About the Client :

The organization is a mission-driven technology company focused on creating safer communities through innovative school bus safety solutions across North America.

By leveraging AI-powered cameras and cloud-connected systems, it helps school districts monitor and enforce traffic laws around school buses, protecting students as they travel to and from school.

The company partners closely with local governments, law enforcement, and transportation agencies to deliver end-to-end programs that include installation, monitoring, violation processing, and public education all at no cost to taxpayers.

About the role :

At client, they're scaling a mission- critical safety and automation platform as we evolve from a monolith into distributed, event- driven and microservice-based systems. Reliability, latency, and operational efficiency are foundational-not afterthoughts.

We're seeking a Site Reliability Engineer (SRE) who blends software engineering discipline with systems, infrastructure, and observability expertise. You'll own availability, performance, scalability, and production readiness across services-driving automation, reducing toil, and enabling fast, safe delivery.

This role is for someone who wants to shape a modern reliability culture while protecting a platform that directly advances road safety through real-time data, analytics, and AI.

Key Responsibilities :

- Define, implement, and iterate SLIs/SLOs (latency, availability, errors, saturation); operationalize error budgets and trigger corrective action.

- Engineer end- to- end observability (metrics, logs, traces, events) leveraging Datadog to accelerate detection and root cause analysis.

- Automate infrastructure (Terraform), deployment workflows, self- healing mechanisms, and progressive delivery (canary / blue- green).

- Lead incident lifecycle: detection, triage, mitigation, coordination, communication, and high-quality post- incident reviews that drive systemic fixes.

- Build and optimize CI/CD pipelines (GitHub Actions or equivalent) with reliability, rollback safety, and change quality controls.
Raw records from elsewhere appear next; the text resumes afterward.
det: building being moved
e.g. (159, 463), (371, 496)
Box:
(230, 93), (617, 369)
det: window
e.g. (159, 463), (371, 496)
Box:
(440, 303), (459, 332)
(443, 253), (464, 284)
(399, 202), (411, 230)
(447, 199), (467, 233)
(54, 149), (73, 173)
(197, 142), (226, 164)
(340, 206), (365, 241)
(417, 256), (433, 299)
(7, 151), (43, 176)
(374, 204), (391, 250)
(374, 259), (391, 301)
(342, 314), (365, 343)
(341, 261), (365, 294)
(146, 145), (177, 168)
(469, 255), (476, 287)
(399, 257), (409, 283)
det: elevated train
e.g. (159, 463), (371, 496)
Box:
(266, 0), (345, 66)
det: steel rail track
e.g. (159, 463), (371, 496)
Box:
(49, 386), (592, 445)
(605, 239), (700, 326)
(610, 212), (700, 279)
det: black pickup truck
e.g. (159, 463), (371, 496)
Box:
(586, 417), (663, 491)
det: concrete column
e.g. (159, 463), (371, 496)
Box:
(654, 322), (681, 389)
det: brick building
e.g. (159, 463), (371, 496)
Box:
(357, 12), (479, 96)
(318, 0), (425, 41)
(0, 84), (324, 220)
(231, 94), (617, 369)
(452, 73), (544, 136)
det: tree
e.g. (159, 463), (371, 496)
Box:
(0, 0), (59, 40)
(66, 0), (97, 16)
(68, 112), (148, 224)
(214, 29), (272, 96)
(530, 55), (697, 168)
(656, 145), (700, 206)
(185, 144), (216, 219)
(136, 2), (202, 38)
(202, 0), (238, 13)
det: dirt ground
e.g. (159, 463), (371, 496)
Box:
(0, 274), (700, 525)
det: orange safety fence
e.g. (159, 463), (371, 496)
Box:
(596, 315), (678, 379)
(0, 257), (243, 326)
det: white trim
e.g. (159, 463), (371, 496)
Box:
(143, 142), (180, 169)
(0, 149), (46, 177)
- Perform capacity & performance engineering: load modeling, autoscaling policies, cost/efficiency tuning.

- Reduce toil via tooling, runbooks, proactive failure analysis, chaos / fault injection (AWS FIS or similar).

- Partner with development teams on architectural reviews, production readiness (operability, resilience, security, observability).

- Enforce least- privilege, secrets management , and infrastructure security; integrate policy as code.

- Improve alert quality (noise reduction, actionable context) to lower MTTR and fatigue.

- Champion reliability patterns: backpressure, graceful degradation,, circuit breaking

- Support distributed systems debugging (timeouts, partial failures, consistency anomalies) with emphasis on AI.

- Contribute to governance of change management, deployment health gates, and release safety.

- Document playbooks, escalation paths, and evolving reliability standards.

- Treat reliability as a product: roadmap, KPIs, stakeholder alignment, continuous improvement.

Preferred Qualifications :

- 3+ years in SRE / Production Engineering / DevOps

- Proficient in one or more: Go, Python, TypeScript/Node.js, or Ruby for automation, tooling, and services.

- Strong Linux internals and networking fundamentals (DNS, TLS, HTTP, routing, load balancing).

- Hands-on Infrastructure as Code (Terraform) and GitOps workflows.

- Containers & orchestration (AWS ECS) including resource tuning & scaling strategies.

- Production-grade observability: Prometheus, Grafana, OpenTelemetry, ELK, Datadog (preferred).

- CI/CD design (pipelines, promotion strategies, automated verification, rollout / rollback).

- Full incident management lifecycle & quantitative postmortem practices.

- Experience with distributed systems failure modes (latency spikes, retry storms, thundering herds).

- Chaos / fault injection frameworks (AWS FIS preferred).

- Performance / load testing (k6, Locust, Gatling) and profiling for bottleneck isolation.

- BS/MS in Computer Science, Engineering, or equivalent practical expertise.

Mindset & Behaviors :

- Bias for automation and measurable reliability outcomes.

- Calm, clear communicator under pressure; drives clarity during ambiguity.

- Sees reliability as a product with customers, SLAs, and iteration cycles.

- Data-driven; prefers leading indicators over reactive firefighting.

- Raises the bar for operational excellence and shared ownership.

Why Join Us :

- Shape quality & reliability strategy for a modern, mission-driven safety platform.

- Direct impact: your work protects communities and improves public safety outcomes.

- Work across observability, distributed systems, infrastructure automation, and high-velocity delivery.

- Influence engineering culture: shift-left reliability, proactive resilience, sustainable on-call.

- Collaborate with teams modernizing architecture (microservices, event streaming, serverless, edge).

- Leverage advanced tooling (Datadog, Terraform, progressive delivery frameworks).

- Join a culture focused on learning loops, autonomy, and meaningful impact.